According to a new study published Thursday in the prestigious journal Science, 100-200 million years ago, an icy moon named Chrysalis came close to the gas giant and exploded there.
Some of the dust from the explosion was absorbed by Saturn and the rest of the fragments broke up into ice layers and formed the planet's signature rings.
"It's nice to find a plausible explanation," Jack Wisdom, professor of planetary sciences at MIT and lead author of the new study, told.
Saturn, the sixth planet from the Sun, was formed four and a half billion years ago, at the beginning of the solar system.
But a few decades ago, scientists suggested that Saturn's rings appeared much later: only about 100 million years ago.
The hypothesis was reinforced by observations made by the Cassini probe, which orbited Saturn from 2004 to 2017.
"But because no one could think of a way to make the rings 100 million years ago, some people have been questioning the reasoning that led to that deduction," said Wisdom.
By constructing complex mathematical models, Wisdom and colleagues found an explanation that both justified the timeline, and allowed them to better understand another characteristic of the planet, its tilt.
In the new study, Wisdom and colleagues modelled the planet's interior using gravitational data gathered by Cassini during its close approach
"Grand Finale," its last act before plunging into Saturn's depths.
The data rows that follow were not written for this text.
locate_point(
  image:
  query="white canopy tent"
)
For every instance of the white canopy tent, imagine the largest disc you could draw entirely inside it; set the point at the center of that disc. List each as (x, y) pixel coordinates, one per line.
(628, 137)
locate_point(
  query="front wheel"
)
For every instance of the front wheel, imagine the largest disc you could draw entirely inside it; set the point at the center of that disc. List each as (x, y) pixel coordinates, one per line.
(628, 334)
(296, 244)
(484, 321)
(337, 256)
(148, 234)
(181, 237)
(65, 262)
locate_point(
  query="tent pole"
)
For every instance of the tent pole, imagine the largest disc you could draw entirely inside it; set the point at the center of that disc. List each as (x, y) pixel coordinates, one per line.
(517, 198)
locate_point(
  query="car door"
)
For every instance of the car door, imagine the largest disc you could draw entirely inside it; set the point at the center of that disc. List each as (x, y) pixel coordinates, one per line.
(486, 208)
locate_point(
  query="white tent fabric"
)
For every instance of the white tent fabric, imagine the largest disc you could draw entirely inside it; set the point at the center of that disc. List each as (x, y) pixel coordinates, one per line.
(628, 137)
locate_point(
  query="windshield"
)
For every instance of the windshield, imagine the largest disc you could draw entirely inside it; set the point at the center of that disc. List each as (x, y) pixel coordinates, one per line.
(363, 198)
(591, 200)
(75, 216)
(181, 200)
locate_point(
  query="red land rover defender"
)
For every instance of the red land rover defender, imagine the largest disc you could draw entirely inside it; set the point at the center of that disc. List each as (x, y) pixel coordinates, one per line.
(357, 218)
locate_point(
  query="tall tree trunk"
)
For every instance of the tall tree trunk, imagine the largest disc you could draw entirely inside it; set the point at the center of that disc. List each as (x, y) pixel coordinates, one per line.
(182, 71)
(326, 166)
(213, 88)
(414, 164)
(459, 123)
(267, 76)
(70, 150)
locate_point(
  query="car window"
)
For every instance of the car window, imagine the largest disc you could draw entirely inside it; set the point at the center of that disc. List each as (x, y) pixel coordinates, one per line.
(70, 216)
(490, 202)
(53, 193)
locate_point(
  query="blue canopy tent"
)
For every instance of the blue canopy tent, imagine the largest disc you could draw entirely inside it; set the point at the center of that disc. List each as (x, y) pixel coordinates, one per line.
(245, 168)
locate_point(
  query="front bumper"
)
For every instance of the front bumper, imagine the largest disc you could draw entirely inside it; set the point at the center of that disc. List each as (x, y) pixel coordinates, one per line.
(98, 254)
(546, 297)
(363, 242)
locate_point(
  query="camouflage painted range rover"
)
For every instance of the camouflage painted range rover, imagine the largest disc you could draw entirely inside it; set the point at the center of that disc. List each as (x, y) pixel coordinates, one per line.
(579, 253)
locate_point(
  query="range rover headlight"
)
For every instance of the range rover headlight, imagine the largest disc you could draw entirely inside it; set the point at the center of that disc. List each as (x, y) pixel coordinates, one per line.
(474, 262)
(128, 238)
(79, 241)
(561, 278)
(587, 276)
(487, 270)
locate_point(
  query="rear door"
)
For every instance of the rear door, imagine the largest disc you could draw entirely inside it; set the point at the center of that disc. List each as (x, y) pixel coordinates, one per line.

The model they generated found Saturn is now slightly out of sync with Neptune, which necessitated a new explanation — an event powerful enough to cause the drastic disruption.
Working through the mathematics, they found a lost moon fit the bill.
"It's pulled apart into a bunch of pieces and those pieces subsequently get pulled apart even more, and gradually roll into the rings."
The missing Moon was baptized Chrysalis by MIT's Wisdom, likening the emergence of Saturn's rings to a butterfly emerging from a cocoon.
The team thinks Chrysalis was a bit smaller than our own Moon, and about the size of another Saturn satellite, Iapetus, which is made entirely of water ice.
"So it's plausible to hypothesize that Chrysalis is also made of water ice, and that's what it needs to make the rings because the rings are almost pure water.
Asked whether he felt the mystery of Saturn's rings stood solved, Wisdom replied, soberly, "We've made a good contribution."
The Saturn satellite system still holds "a variety of mysteries," he added.